I have command console on the HD already. Yeah, I heard about NTFSDOS Pro but the problem is no one has the registered 4.03 version so I can't create the bootdisk. I run all my servers on a dedicated Unix machine since Windows is pretty insecure as it is
I'm using the ABIT BE6II v2.0 which uses the 370 HPT and Intel 440BX chipset. I haven't tried the WinXP System Restore but I know the WinME system restore never restored and always failed in the restore process. In WinXP, HPT Drivers 2.31 broke the System Restore function unless you deleted the hptpro.sys file. HPT 2.32, 2.33 and versions before 2.32 didn't have the problem.
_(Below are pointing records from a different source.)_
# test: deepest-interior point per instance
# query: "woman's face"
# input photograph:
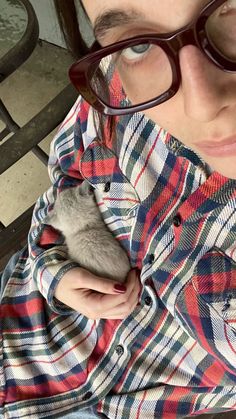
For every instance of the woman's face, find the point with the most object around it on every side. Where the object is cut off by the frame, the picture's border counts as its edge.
(203, 113)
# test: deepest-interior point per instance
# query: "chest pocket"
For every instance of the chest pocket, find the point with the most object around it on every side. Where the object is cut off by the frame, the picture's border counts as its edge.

From HighPoint's website, in drivers 2.32 h**p://www.highpoint-tech.com/driver_v232_370_372.zip - the readme.txt mentions the following so you probably never used version 2.32 drivers.
3. Revision History
====================
v2.32 07/01/2002
* Fix 48bit LBA formatting issue
* Fix hptpro.sys problem on Windows XP system restore and sparse files
* use PMM to allocate BIOS memory
* Disable BIOS EBDA reallocation by default
v2.31 01/09/2002
* Performance improved
* Fix BIOS compatibility issue with Adaptec SCSI
* Fix Seagate Barracuda III and IV mode to ATA100
* Show capacity by 1G=1,000,000,000 Bytes
* Fix BIOS bug "drive capacity incorrect after deleting a broken array"
v2.3 12/20/2001
* Add support for stripe size 128K-2M
* Support multi controller
* Modify driver for HPT370/370A compatibility
* Fix reading ATA/133 disk error when PCI clock is lower than 33MHz
* Fix compatibility problem with Intel IAA driver under Windows ME
* Fix BIOS compatibility issue with MSI845 mainboard
v2.2 12/08/2001
* Performance improved
* Fix GUI re-open bug when rebuilding an array
v2.1 11/15/2001
* Add 48bit LBA (Big Drive) support
* Fix BIOS display problem on S3 display adapter
* Fix BIOS BBS support
* Fix Windows ME hibernating problem
I actually already have the fix you mentioned
for snmp and the problem is still there. It's not someone probing the machine since even if I block the ports, the same thing still happens... the HDD would have high activity after my account is logged on and being idle for 10 hours or so and then unless i kill and restart snmp.exe, I will run out of system resources in WinXP and have to restart. That's why I'm thinking it might be because snmp logs to another file somewhere that the file is getting too large.